Gründerzeit

„Innovation ist wichtiger als Globalisierung“

Jürgen Stüber über die erfolgreichen Finanzierungsrunden zweier Berliner Start-ups. Die Stadt ist im Fokus internationaler Investoren

Die vergangene Woche war eine gute Woche für die Berliner Start-up-Szene. Sie war nicht nur gut für die den Fotodienst EyeEm und den Finanzdienstleister Number26, die Investments in der Höhe zweistelliger Millionenbeträge erhalten haben – zehn Millionen Euro für Number26 und 18 Millionen Dollar (16,7 Millionen Euro) für EyeEm. Sie war gut für die Szene insgesamt. Denn diese beiden Finanzierungsrunden zeigen, dass Berlin mittlerweile in den Kreis der global bedeutsamen Start-up-Zentren aufgestiegen ist. Berlin ist in den Fokus internationaler Investoren gerückt.

Die Online-Plattform EyeEm ist ein Marktplatz für Fotos und ein soziales Netzwerk für Fotografen. Ihre Kooperation mit der Fotoagentur Getty ermöglicht Smartphone-Fotografen, Bilder zu vermarkten. Number26 hat ein Girokonto entwickelt, das ausschließlich mit dem Smartphone verwaltet wird.
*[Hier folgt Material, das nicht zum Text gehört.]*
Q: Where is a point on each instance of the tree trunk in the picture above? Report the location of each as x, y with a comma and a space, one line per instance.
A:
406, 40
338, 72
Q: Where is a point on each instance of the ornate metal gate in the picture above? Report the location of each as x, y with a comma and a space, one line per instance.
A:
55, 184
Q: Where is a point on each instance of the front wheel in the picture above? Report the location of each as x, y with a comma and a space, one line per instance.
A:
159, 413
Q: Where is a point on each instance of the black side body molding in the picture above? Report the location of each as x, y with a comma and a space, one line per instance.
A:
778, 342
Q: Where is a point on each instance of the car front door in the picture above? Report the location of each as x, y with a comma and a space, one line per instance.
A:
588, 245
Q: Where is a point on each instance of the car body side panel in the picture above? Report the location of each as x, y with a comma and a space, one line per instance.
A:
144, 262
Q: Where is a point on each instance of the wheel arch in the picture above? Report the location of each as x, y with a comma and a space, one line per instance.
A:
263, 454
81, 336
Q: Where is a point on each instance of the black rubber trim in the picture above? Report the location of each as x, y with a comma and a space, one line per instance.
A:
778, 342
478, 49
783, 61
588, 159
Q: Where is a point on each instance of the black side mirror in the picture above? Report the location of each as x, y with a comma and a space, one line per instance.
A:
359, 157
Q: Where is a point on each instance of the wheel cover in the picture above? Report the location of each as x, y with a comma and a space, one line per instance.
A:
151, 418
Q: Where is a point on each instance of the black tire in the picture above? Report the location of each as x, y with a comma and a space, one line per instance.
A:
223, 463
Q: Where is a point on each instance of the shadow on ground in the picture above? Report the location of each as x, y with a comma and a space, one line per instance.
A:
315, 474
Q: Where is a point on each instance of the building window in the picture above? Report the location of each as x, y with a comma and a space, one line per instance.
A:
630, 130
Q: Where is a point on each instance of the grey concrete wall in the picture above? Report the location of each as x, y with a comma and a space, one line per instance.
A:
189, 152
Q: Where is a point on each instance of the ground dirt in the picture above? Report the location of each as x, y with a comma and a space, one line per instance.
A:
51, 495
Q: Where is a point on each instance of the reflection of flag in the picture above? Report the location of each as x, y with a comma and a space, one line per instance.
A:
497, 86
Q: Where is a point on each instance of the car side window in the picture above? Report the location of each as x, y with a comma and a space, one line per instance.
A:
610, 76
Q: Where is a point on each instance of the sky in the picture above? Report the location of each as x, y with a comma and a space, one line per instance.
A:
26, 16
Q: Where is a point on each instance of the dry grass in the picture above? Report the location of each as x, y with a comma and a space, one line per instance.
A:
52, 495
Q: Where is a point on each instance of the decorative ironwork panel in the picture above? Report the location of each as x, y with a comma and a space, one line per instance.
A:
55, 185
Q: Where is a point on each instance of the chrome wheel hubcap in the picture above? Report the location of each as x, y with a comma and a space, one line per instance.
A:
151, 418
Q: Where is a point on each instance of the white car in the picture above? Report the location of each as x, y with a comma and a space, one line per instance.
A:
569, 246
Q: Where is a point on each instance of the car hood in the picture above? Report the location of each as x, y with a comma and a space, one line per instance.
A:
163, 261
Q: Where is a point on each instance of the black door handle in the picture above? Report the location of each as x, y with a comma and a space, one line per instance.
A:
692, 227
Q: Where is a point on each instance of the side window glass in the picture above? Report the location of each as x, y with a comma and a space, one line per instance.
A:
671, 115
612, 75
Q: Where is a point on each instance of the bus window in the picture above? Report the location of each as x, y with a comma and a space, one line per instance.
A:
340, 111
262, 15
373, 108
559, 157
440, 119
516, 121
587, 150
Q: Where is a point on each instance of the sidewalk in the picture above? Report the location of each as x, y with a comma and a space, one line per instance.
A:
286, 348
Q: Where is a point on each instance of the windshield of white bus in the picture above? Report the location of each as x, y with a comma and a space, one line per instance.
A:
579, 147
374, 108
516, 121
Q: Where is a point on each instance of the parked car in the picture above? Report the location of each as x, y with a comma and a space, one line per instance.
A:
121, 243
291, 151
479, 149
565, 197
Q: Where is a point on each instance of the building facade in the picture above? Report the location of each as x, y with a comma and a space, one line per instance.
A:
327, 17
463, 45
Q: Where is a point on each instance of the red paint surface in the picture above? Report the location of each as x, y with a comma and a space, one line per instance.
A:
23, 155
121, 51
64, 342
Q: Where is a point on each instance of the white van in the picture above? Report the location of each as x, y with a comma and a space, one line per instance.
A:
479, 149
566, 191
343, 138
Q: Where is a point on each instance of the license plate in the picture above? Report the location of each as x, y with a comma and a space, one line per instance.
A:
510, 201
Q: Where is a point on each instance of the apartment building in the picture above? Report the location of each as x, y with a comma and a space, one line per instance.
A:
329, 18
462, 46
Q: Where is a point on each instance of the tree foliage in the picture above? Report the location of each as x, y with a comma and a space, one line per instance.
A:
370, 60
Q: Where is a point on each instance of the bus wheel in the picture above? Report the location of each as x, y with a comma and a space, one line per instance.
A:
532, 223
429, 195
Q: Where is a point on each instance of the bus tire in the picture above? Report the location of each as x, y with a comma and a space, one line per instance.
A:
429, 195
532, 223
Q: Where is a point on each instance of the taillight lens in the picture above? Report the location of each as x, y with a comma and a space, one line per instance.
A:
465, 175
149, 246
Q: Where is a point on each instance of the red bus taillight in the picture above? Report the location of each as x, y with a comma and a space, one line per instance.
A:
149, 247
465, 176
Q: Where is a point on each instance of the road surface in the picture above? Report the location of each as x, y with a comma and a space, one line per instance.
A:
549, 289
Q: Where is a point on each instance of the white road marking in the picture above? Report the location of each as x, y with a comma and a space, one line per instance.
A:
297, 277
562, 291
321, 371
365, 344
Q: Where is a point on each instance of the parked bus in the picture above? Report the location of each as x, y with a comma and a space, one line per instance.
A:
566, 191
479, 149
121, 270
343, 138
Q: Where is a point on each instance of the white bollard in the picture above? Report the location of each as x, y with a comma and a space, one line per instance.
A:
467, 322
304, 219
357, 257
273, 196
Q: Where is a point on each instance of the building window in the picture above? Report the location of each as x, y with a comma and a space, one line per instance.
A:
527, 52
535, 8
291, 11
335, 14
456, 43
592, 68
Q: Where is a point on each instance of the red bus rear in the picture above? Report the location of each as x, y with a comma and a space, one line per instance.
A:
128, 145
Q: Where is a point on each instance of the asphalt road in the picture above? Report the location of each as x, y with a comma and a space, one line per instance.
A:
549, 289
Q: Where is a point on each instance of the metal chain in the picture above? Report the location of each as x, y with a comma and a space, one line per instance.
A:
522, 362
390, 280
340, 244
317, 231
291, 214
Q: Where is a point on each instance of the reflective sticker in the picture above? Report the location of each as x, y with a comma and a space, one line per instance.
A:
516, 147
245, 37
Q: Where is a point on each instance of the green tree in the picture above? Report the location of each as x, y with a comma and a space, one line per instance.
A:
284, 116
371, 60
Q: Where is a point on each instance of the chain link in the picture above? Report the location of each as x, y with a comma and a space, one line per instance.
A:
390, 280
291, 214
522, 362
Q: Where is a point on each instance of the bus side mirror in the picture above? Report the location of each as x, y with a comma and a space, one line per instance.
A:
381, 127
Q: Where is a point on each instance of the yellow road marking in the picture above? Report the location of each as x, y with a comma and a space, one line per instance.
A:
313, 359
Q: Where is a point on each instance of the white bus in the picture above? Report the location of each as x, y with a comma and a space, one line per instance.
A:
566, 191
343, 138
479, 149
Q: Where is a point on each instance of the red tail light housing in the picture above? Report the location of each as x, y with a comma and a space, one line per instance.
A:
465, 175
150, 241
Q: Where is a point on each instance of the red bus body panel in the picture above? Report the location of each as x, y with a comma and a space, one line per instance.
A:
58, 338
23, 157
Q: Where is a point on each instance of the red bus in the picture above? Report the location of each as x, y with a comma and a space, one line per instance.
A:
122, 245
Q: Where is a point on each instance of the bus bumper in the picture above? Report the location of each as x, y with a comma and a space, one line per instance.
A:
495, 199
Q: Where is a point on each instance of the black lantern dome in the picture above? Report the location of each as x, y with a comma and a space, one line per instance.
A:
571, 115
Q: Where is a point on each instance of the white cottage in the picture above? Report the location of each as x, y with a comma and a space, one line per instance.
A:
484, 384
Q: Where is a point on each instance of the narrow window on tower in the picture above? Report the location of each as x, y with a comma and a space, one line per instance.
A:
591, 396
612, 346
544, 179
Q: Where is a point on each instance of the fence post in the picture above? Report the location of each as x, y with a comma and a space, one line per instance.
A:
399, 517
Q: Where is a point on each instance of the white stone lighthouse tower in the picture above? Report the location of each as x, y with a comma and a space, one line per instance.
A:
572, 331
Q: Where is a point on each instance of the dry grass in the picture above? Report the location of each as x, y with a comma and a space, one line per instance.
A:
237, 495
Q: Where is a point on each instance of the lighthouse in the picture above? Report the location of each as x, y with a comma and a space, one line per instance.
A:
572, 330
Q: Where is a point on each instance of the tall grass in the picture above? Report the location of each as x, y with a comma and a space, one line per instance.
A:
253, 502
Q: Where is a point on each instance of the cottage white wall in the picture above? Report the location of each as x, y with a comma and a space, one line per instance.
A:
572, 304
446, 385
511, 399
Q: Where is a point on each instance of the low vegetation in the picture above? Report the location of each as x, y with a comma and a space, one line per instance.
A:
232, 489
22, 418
Hinter den genannten Finanzierungsrunden steht ein Name: Peter Thiel. Er ist Mitgründer des Bezahldienstleisters PayPal und war der Erste, der die Dimension von Facebook erkannte und deshalb 500.000 Dollar in das Unternehmen investierte. Thiel brachte PayPal an die Börse und gründete nach dem Verkauf seiner Anteile einen Hedgefonds. Damit gehört er zu den wichtigsten Akteuren des Silicon Valley.

Bei einem Besuch in Berlin vor etwas mehr als einem Jahr sagte Thiel auf die Frage nach den wichtigsten Eigenschaften eines erfolgreiches Start-ups: „Erstens extrem leidenschaftliche und talentierte Gründer. Zweitens interessieren wir uns für große Technologien und drittens ist eine gute geschäftliche Strategie erforderlich.“ Er investiere nur in Unternehmen, die diese drei Kriterien erfüllen. Das hat er jetzt getan.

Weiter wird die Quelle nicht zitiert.